Janx cast a look at Hildra’s and Layanna’s backs—the women had been led ahead of them, toward the head of the line of pirates from Segrul’s party, Layanna assuming a place of perverted honor among the group—as if to make sure they couldn’t overhear.

“I never raped a woman, Doc, and that’s the truth,” Janx said. “An’ I never bought or sold one, either.”

Avery could hear the but. “But your men … you were a captain …”

Janx’s large head nodded slowly. “Aye. I couldn’t stop ‘em. If I’d tried, I would’ve had me belly slit open, live eels stuffed inside and sewn back up. I’ve seen it happen. No, I knew better than to fight it. Not all pirates are rapers. Some’re just outcasts with nowhere else to go, usually with some law or other gunnin’ for ‘em, like I was. But most are. The ones that manage to keep their honor’ve got to stay outta the way of the ones that don’t, and that’s just the way it is. Even if you wind up captain.”

Avery absorbed that. “It’s still terrible.”

“So’s the plague. Nothin’ you can do about it.”
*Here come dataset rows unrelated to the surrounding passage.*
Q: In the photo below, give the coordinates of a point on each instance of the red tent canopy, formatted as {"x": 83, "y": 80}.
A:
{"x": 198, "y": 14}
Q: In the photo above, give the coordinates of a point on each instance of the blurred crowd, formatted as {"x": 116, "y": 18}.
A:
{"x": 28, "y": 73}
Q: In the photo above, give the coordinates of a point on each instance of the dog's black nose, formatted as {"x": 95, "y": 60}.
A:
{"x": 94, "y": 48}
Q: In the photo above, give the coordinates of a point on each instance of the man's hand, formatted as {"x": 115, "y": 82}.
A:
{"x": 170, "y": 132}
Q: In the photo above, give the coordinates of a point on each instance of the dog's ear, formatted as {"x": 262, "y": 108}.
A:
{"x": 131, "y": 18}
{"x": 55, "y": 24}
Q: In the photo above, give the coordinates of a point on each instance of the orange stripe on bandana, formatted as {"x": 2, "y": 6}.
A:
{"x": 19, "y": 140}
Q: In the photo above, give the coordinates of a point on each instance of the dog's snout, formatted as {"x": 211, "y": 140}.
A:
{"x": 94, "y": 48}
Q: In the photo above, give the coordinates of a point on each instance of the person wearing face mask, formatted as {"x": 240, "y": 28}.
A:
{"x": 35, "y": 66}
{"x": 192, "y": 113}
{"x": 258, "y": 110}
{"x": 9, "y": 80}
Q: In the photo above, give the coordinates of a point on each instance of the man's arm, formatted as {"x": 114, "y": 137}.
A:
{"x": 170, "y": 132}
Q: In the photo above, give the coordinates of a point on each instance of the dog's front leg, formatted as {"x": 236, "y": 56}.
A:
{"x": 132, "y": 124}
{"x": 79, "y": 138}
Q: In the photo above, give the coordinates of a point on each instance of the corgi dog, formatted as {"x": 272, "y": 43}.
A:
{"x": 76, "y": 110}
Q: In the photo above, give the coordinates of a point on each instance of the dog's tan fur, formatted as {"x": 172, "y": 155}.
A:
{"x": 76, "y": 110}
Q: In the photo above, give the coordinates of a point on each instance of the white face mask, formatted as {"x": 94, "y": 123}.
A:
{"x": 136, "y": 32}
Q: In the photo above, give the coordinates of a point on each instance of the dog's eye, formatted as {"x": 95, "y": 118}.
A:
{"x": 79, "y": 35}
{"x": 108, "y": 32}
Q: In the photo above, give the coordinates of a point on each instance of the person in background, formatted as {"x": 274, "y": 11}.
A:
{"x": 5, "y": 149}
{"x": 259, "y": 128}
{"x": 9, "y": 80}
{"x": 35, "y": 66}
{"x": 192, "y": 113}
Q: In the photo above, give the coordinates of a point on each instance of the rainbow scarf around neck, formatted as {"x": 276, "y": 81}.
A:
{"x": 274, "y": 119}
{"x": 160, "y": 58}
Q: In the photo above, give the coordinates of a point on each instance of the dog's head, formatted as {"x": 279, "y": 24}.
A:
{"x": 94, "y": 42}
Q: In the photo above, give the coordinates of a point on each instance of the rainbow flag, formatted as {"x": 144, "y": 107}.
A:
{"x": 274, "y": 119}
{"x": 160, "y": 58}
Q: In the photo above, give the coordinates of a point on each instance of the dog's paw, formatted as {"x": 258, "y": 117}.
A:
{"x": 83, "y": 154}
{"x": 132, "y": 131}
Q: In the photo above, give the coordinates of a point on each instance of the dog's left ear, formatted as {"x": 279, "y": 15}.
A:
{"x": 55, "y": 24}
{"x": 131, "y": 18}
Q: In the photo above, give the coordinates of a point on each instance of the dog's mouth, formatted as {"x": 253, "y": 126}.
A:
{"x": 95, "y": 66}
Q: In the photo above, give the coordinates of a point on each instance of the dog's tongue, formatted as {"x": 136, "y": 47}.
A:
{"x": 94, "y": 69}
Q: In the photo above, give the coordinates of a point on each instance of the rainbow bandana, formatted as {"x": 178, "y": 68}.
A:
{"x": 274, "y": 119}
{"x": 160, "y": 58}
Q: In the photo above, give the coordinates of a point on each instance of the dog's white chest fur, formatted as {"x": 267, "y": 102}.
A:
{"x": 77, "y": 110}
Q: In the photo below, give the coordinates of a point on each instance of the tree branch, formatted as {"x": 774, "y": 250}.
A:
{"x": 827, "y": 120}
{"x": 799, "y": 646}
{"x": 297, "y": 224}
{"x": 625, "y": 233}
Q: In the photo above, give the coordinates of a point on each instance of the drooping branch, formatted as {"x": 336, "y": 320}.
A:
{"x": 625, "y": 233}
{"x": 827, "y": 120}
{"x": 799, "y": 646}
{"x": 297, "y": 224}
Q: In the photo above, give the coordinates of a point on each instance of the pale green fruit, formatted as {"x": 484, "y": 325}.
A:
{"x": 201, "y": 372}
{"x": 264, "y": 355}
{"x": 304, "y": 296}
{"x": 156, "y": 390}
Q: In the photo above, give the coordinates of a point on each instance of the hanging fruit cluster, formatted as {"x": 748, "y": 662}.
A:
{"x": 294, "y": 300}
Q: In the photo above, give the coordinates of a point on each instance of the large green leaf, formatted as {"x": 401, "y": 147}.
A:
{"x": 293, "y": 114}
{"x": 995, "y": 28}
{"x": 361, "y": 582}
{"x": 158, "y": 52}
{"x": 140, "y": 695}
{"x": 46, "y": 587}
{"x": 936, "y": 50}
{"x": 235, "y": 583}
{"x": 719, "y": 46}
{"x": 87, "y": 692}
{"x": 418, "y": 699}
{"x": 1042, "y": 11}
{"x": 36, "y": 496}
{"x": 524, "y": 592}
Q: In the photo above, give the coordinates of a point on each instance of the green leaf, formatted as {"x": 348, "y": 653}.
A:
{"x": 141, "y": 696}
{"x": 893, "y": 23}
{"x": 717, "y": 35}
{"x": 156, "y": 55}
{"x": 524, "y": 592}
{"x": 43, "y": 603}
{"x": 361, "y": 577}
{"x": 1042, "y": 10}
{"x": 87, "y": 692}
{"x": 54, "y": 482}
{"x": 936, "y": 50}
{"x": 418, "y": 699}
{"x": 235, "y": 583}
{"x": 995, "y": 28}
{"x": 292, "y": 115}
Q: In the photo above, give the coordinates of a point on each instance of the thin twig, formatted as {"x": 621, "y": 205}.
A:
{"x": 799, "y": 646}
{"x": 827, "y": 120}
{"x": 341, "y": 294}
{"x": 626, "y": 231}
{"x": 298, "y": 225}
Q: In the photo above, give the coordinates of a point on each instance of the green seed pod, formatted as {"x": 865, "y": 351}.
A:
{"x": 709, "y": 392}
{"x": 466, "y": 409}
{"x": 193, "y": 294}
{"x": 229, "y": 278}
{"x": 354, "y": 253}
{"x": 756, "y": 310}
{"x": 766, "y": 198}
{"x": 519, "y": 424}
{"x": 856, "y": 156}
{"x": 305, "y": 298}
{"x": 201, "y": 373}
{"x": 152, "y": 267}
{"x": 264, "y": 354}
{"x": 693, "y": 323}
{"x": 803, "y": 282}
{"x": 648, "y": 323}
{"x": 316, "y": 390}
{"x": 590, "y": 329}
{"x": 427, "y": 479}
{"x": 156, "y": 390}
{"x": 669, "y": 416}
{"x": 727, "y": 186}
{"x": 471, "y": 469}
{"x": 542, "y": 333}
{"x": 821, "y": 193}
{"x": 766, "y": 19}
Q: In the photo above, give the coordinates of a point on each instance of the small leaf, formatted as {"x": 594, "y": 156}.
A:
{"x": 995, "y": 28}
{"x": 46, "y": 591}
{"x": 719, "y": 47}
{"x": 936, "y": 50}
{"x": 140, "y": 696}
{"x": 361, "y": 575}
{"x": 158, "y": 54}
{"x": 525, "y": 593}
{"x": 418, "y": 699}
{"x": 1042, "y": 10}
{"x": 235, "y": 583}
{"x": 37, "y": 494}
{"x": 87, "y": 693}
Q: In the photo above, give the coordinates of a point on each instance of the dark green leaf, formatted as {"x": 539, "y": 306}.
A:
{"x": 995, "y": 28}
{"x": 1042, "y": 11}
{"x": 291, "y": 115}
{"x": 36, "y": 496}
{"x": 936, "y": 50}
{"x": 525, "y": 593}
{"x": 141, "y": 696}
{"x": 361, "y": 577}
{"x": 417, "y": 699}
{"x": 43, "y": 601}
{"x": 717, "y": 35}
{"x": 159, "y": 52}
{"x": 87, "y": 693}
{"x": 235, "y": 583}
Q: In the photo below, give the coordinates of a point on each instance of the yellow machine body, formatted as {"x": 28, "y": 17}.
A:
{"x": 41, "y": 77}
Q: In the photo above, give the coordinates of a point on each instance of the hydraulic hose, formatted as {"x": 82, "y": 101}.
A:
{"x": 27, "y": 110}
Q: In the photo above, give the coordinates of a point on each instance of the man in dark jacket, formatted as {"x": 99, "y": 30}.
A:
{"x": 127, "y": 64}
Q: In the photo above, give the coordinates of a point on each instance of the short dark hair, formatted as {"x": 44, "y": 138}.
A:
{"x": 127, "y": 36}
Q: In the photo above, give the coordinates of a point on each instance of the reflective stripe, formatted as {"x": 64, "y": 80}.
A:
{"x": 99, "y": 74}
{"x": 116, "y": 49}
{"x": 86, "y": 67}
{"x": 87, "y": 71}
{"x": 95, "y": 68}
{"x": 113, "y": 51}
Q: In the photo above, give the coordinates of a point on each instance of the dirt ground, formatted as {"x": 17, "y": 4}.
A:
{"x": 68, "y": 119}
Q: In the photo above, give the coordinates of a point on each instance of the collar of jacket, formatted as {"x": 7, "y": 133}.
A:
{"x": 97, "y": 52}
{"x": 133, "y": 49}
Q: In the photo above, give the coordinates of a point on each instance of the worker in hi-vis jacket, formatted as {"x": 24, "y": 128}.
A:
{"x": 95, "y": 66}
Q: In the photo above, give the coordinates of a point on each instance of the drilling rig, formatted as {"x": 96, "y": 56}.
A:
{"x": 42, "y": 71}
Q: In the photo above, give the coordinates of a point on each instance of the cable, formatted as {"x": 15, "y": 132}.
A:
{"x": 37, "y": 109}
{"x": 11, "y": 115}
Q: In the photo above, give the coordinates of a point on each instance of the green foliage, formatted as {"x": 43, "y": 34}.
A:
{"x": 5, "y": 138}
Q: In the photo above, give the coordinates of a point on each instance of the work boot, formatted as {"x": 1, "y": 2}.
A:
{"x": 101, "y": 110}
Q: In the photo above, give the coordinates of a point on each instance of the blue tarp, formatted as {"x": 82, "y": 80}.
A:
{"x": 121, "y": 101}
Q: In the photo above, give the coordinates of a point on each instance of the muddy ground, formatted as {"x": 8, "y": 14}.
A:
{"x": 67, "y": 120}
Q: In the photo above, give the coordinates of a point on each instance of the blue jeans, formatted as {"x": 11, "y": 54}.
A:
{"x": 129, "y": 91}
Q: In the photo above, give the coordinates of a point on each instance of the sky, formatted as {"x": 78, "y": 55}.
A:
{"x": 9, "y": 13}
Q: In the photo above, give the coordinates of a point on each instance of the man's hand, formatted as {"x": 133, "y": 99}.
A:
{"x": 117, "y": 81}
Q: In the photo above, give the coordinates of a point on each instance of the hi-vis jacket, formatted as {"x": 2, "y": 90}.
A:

They fell into silence as Segrul led the way through the town, and Avery wondered what had been here before. He assumed the Magons must have had a fishing village or the like on this spot before giving it over to the reavers, but there was no sign of it now, nor was there indication at all of the natives. They must stay well clear of this place for some reason. Religious, possibly. Or perhaps it was the R’loth keeping the right hand and left hand separated.

Segrul stopped at the edge of town, where a narrow path wound up a stone hill that flowed into a mountain. And above, more mountains.

A party of natives waited for them. They were not what Avery expected.

“Turtle-men,” Janx grunted. “I always wondered the Magons looked like.” Avery was forced to agree with the description, at least in part. Dark, ridged tortoise-like carapaces arched from the natives’ backs, and their chests, arms and legs were also encased in tortoise-like armor, though the joints were sheathed in fleshy greenish tissue. For heads they boasted a dark green mound bristling with a profusion of stalks and mandibles, not turtle-like at all, and instead of hands they had long, tapering dark-green pincers. From the last joint of armor at the end of their forearms, purplish tendrils writhed, very narrow, perhaps half an inch in diameter, mottled with black. Just a few inches of the tendrils' lengths were visible, but Avery sensed they could shoot out when needed and perform any actions that pincers could not accomplish. They were organically armed and armored creatures, and all of them seemingly alike, of which there were about half a dozen.